Every action seems masterful but it wasn’t always so easy. Two years ago, Aisya did not know what to expect in her new role as a housekeeper, having come from the food and beverage industry, and advertising before that. “The hardest thing in the two weeks of training was straightening bedsheets without wrinkles,” she laughed. Now, she’s a pro, and even added her personal touch with towel art, something she picked up on her own via YouTube.

“I did it for fun the first time and the tenant really liked it,” she said. Now, towels in the form of swans, elephants and candles regularly delight CP guests. Aisya added: “I like making guests feel happy and at home.”


The COVID-19 pandemic has made housekeeping work more challenging, with deep cleaning required for every one of CP Residences’ units. Cleaning a home with five rooms can take an entire day for a team of four.

This is especially important for units that share common facilities such as a living room, toilet and kitchen. The thorough cleaning begins with the use of anti-bacterial spray-on every square foot of the apartment, with special attention paid to common touchpoints such as door handles and remote controls. Not an inch is spared.

“We need to maintain the cleanliness of the homes for our customers,” said Aisya, who dutifully dons her mask through the day even if it is uncomfortable. “We don’t want any risks as it will affect our customers’ health as well as our own.”

Having struck a bond with many of the CP residents, Aisya is especially concerned about keeping them safe during the pandemic. “Some of them call me ‘sister’. I ask them about their jobs, how they are coping with COVID-19. We see each other around more as they do not go to the office. We even say ‘hi’ when we meet each other outside.”

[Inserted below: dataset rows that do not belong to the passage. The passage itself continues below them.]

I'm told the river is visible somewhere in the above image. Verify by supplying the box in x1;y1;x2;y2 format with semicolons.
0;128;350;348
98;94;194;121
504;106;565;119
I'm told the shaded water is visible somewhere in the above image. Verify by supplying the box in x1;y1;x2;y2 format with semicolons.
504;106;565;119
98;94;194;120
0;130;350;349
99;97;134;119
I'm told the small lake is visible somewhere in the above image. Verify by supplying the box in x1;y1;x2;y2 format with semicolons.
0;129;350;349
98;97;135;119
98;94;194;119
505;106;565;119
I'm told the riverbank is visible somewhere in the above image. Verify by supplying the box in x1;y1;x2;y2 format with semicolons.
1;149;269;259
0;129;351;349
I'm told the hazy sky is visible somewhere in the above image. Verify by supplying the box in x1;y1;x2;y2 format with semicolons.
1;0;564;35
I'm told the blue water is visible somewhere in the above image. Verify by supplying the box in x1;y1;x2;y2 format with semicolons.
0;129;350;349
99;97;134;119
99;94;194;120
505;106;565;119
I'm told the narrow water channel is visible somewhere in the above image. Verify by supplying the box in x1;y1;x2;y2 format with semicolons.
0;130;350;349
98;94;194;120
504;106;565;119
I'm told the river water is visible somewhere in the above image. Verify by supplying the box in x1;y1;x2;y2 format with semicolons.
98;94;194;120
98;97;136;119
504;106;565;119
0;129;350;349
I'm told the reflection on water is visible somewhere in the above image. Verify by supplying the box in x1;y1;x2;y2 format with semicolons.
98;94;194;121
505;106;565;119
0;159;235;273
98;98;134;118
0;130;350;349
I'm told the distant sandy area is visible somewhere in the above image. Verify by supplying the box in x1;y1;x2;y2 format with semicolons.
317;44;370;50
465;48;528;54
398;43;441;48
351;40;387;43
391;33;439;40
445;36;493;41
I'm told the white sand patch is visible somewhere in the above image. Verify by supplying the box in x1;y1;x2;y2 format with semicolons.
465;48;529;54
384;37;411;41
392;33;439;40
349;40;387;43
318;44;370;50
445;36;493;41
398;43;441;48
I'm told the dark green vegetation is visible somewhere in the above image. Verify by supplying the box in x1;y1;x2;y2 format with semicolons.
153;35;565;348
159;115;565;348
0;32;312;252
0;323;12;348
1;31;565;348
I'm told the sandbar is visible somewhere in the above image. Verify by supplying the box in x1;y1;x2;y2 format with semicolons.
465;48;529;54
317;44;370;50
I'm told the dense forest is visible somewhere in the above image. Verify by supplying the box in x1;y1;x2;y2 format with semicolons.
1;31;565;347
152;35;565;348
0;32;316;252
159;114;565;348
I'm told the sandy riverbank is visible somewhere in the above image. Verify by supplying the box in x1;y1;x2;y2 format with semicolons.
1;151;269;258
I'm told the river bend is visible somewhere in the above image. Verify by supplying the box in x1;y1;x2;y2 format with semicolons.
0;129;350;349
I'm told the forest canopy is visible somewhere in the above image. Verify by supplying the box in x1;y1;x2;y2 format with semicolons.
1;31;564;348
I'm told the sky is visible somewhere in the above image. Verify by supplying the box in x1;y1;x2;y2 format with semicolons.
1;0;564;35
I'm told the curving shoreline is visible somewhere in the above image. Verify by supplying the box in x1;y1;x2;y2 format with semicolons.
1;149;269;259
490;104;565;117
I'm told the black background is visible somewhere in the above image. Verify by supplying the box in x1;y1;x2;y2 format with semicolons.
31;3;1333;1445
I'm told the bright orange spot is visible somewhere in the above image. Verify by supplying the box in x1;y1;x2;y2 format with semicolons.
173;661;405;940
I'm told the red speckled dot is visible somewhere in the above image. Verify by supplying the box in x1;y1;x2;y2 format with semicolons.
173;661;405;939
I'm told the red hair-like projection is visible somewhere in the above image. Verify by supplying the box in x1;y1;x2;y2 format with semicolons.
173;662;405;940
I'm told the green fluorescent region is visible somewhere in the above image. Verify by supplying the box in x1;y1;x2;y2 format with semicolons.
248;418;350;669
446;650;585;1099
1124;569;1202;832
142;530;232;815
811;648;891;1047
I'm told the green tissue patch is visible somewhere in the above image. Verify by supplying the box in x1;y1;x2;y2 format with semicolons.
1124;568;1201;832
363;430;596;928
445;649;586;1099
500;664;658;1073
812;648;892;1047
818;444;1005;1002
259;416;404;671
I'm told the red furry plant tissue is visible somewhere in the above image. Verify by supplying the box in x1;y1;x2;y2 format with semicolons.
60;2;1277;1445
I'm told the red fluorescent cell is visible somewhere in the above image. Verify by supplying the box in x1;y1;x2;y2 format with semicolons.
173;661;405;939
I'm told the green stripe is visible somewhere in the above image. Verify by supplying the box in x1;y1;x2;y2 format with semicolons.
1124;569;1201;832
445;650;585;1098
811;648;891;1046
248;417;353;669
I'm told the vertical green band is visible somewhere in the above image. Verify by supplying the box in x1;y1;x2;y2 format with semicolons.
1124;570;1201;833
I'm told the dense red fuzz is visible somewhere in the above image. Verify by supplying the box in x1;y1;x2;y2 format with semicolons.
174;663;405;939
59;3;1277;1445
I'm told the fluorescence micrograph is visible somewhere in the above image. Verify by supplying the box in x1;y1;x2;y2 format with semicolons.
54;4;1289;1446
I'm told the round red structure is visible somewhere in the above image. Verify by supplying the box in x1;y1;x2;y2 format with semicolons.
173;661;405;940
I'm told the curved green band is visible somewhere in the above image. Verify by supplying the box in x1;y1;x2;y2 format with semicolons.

For Aisya, this community also brings her great joy since she has been away from her family in Malaysia for the past seven months. “I do miss them, but I also have a job to do here,” said the 29-year-old, who used to commute from Johor Bahru every day before the pandemic.

However, she has come to relish being part of the CP team, and especially enjoyed the pre-COVID-19 gatherings during festivities. Aisya said:

“This is my second family. The most important thing is that honestly, I don’t feel stressed working here.”